Mis à jour le 22.11.2018

Une réforme de la carte judiciaire par voie d'amendements devant l'Assemblée nationale et de nouveaux reculs des droits de la défense !

Malgré la forte mobilisation des avocats devant l’Assemblée nationale le 15 novembre dernier,les propositions constructives faites par les représentants de la profession ne sont pas entendues.
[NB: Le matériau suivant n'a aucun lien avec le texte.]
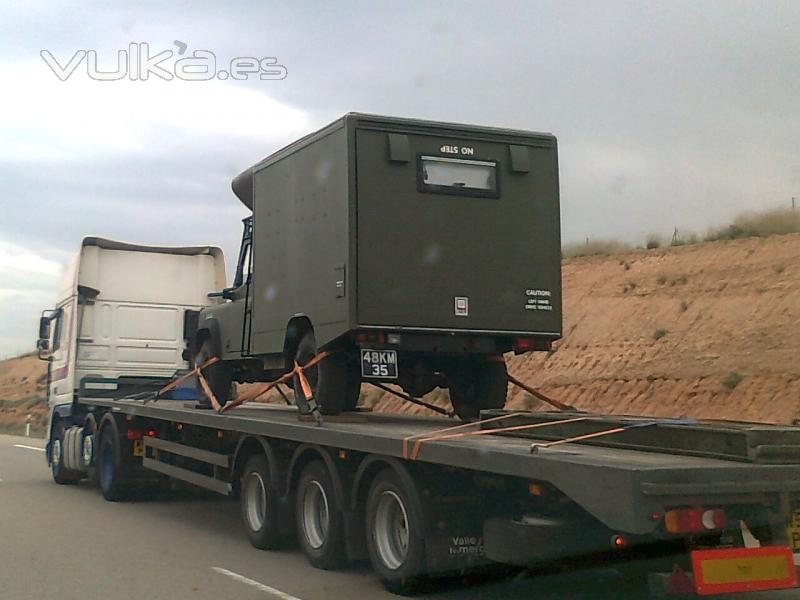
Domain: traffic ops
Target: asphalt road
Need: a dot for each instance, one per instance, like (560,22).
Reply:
(65,542)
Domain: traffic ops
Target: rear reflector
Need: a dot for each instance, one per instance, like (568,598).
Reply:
(694,520)
(371,337)
(743,570)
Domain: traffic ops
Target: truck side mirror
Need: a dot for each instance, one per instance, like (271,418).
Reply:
(226,294)
(44,330)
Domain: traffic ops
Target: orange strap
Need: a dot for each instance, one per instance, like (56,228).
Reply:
(537,394)
(454,428)
(264,388)
(196,371)
(579,438)
(442,434)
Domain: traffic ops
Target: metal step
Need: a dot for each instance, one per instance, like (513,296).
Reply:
(744,442)
(156,450)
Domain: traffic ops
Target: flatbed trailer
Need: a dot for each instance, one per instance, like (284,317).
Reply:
(706,504)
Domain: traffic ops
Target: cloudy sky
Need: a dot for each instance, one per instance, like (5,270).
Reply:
(667,113)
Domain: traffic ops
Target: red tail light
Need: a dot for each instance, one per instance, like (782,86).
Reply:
(523,344)
(694,520)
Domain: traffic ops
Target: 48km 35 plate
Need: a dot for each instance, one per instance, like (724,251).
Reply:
(379,364)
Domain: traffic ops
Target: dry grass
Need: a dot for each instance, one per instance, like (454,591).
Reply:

Une nouvelle journée « Justice morte », aujourd’hui, 22 novembre, a donc été décidée et pourra être reconduite.

Unie, la profession avait montré le 15 novembre sa détermination à lutter jusqu’au bout contre ce projet de loi qui augure d’une justice sans avocats, sans citoyens et sans juges (voir notamment Europe 1, France 3 et CNews), suivie dans sa démarche par le Syndicat de la magistrature et plusieurs députés, parmi lesquels Marc Le Fur, Jean-Michel Clément, Danièle Obono, Jean Lassalle et Philippe Vigier.

Le débat s'annonçant toujours à sens unique, au regard des amendements adoptés par l’Assemblée nationale ces dernières heures, l’Ordre des avocats de Paris, le Conseil national des barreaux et la Conférence des bâtonniers ont appelé à une nouvelle journée « Justice morte » le 22 novembre.

Par cette mobilisation nationale, la profession réitère son opposition à :

  •  la révision des pensions alimentaires par le directeur de la CAF ;
  •  la centralisation de la procédure d’injonction de payer ;
  •  la régression des droits de la défense et des victimes ;
  •  la dématérialisation de la procédure pénale, et plus particulièrement des notifications des droits au gardé à vue ;
  •  l’expérimentation élargie à cinq régions administratives d’une nouvelle organisation de cours d’appel spécialisées ;
  •  la fusion du tribunal de grande instance et du tribunal d’instance en une seule juridiction ;
  •  l’expérimentation du tribunal criminel départemental.

Le barreau de Paris a donc demandé à tous les avocats de :

  •  ne pas assurer les permanences de déferrement et de garde à vue ;
  •  ne pas tenir de consultations gratuites ;
  •  solliciter systématiquement le renvoi des dossiers qui devaient être évoqués au sein des juridictions
  •  faire la grève des désignations au titre de l’aide juridictionnelle.

L’Ordre des avocats de Paris continuera aux côtés du Conseil national des barreaux et de la Conférence des bâtonniers de porter les amendements de la profession au service d’une justice accessible à tous les citoyens.